Important Performance Considerations When Moving
SAS Applications to the Amazon Cloud
Last Updated: 07JUL2018
Executive Summary
Any architecture that is chosen by a SAS customer to run their SAS applications requires:
a good understanding of all layers and components of the infrastructure,
an administrator to configure and manage the infrastructure
the ability to meet SAS’ requirements not just to run the software, but to also allow it to perform well.
UPDATE: Margaret presented a SAS Global Forum 2018 with updated information on this subject. Please refer to the information in this paper over what is in this post. Important Performance Considerations When Moving SAS to a Public Cloud (https://www.sas.com/content/dam/SAS/support/en/sas-global-forum-proceedings/2018/1866-2018.pdf)
This paper will talk about important performance considerations for SAS 9 (both SAS Foundation and SAS Grid) and SAS Viya in the Amazon Cloud.
Many companies are deciding to push their data centers from on-premises to a public cloud, including their SAS applications. Because of this decision, SAS customers are asking if SAS can run in a public cloud. The short answer to that question is yes, SAS has been tested without errors in many of the public clouds. The more in-depth answer to that question is that they need to understand what their computing resource needs are before committing to move a SAS application that is performing ideally on-premises to any public cloud.
Performing a detailed assessment of the computing resources needed to support a customer’s SAS applications is required prior to their decision to go production in the public cloud. Existing customers, should use the information from the assessment to setup instances and storage as a proof of concept in the public cloud, before making the decision to move to the public cloud. It is important that they work closely with their IT team to examine all compute resources, including IO throughput, number of cores, amount of memory, and amount of physical disk space. It is also important to see how close their existing compute infrastructure is to meeting their SAS users’ current SLAs. The gathering of compute resource data can be done by monitoring the existing computer systems in their SAS infrastructure with external hardware monitor tools like nmon for Linux and AIX and perfmon for Windows. For new customers, this decision is more difficult since they and we may not know exactly how they will be using SAS and what their workload demands will be.
Once the above information is gathered, it should be used to determine what AWS EC2 instance is the best fit for the various SAS tiers. Information on the different types of AWS EC2 instances that are a good fit for SAS are listed below. One thing to mention that is not listed in the table below is that the maximum IO throughput you can get between the AWS EC2 instance and EBS storage is 50 MB/second/core. This is why using AWS EC2 instances without ephemeral storage is not a good idea since your customer would have to put SAS WORK/UTILLOC on this slow storage.
AWS Instance type
I3
I2
R4
R3
D2
Description
High I/O
High I/O
Memory Optimized
Memory Optimized
Dense-Storage
Intel Processor
E5-2686 v4
(Broadwell)
E5-2670 v2
(Ivy Bridge)
E5-2686 v4
(Broadwell)
E5-2670 v2
(Ivy Bridge)
E5-2676v3 (Haswell)
Adequate Memory
yes
yes
yes
Yes
yes
Network
up to 20 Gbit
up to 10 Gbit
up to 20 Gbit
up to 10 Gbit
up to 10 Gbit
Internal Storage
NVMe SSDs
SSDs
No (EBS-only)
SSD (limited)
HDD
Other
Only supported with RHEL 7.3 and you need to run "yum update kernel" to get the NVMe fix.
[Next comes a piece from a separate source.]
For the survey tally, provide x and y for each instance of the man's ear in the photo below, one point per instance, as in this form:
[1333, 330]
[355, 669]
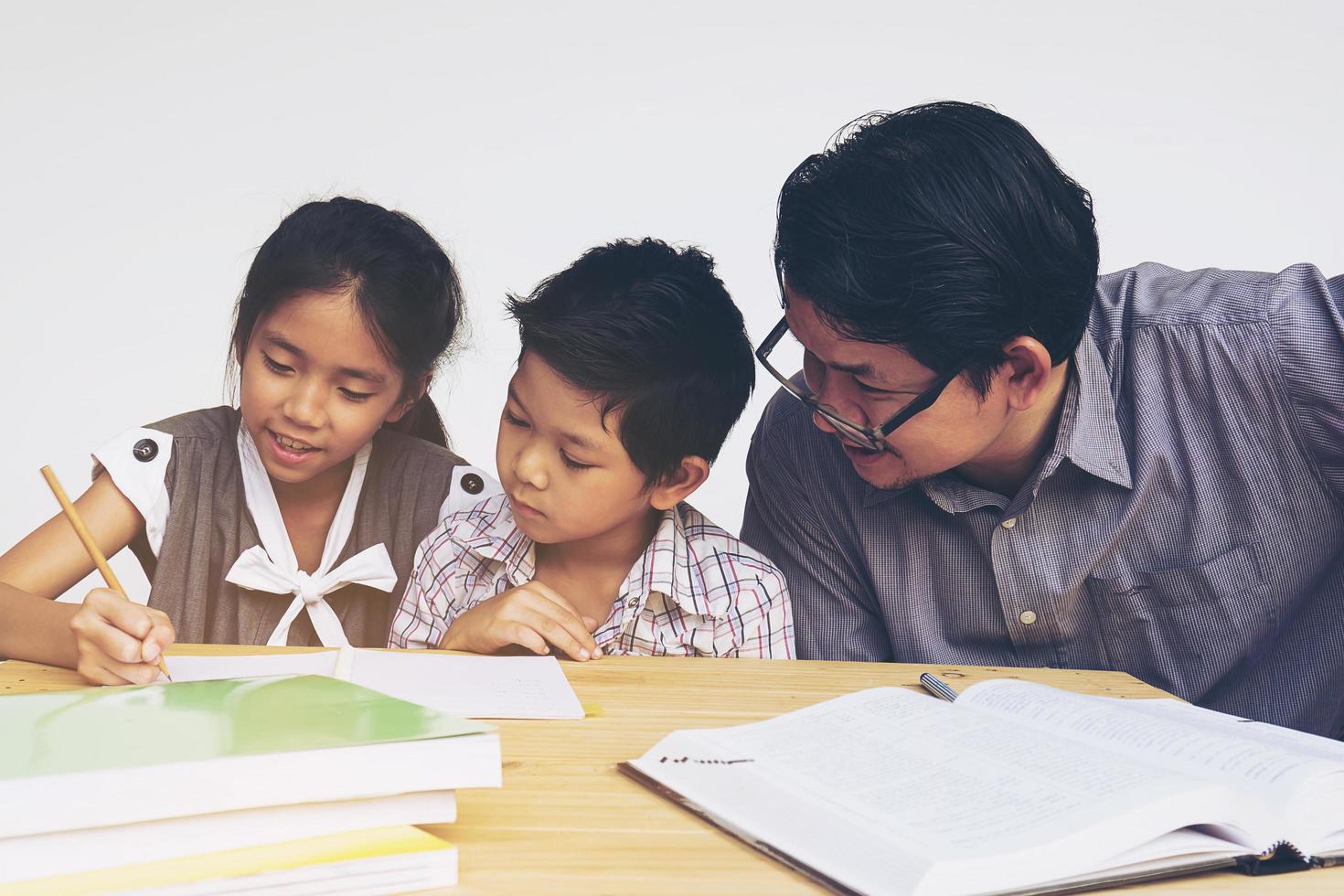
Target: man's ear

It must be determined that the instance has enough physical cores (vCPUs/2 – this is because the vCPUs are actually hyper threads). Also, the AWS-specific SAS SETINIT must be applied so that the SAS deployment can access the number of physical cores that have been licensed. SAS runs on physical cores, but not well on hyper threads because there are floating point unit sharing issues. In addition to provisioning cores (dividing the number of vCPUs by two), it must be determined that there is enough memory AND IO throughput forthe SAS applications. Here are some considerations for various SAS applications that should be well understand before choosing AWS EC2 instances:
SAS WORK and UTILLOC file systems need the most IO throughput, and the requirement is typically for much more IO throughput than can be achieved with EBS storage. EBS storage has a maximum of 50 MB/sec/core limitation. SAS WORK and UTILLOC file systems require a minimum 100 – 150 MB/sec/core depending on which SAS PROCEDURES are used. Therefore they should use ephemeral storage internal to the instance described in more detail below.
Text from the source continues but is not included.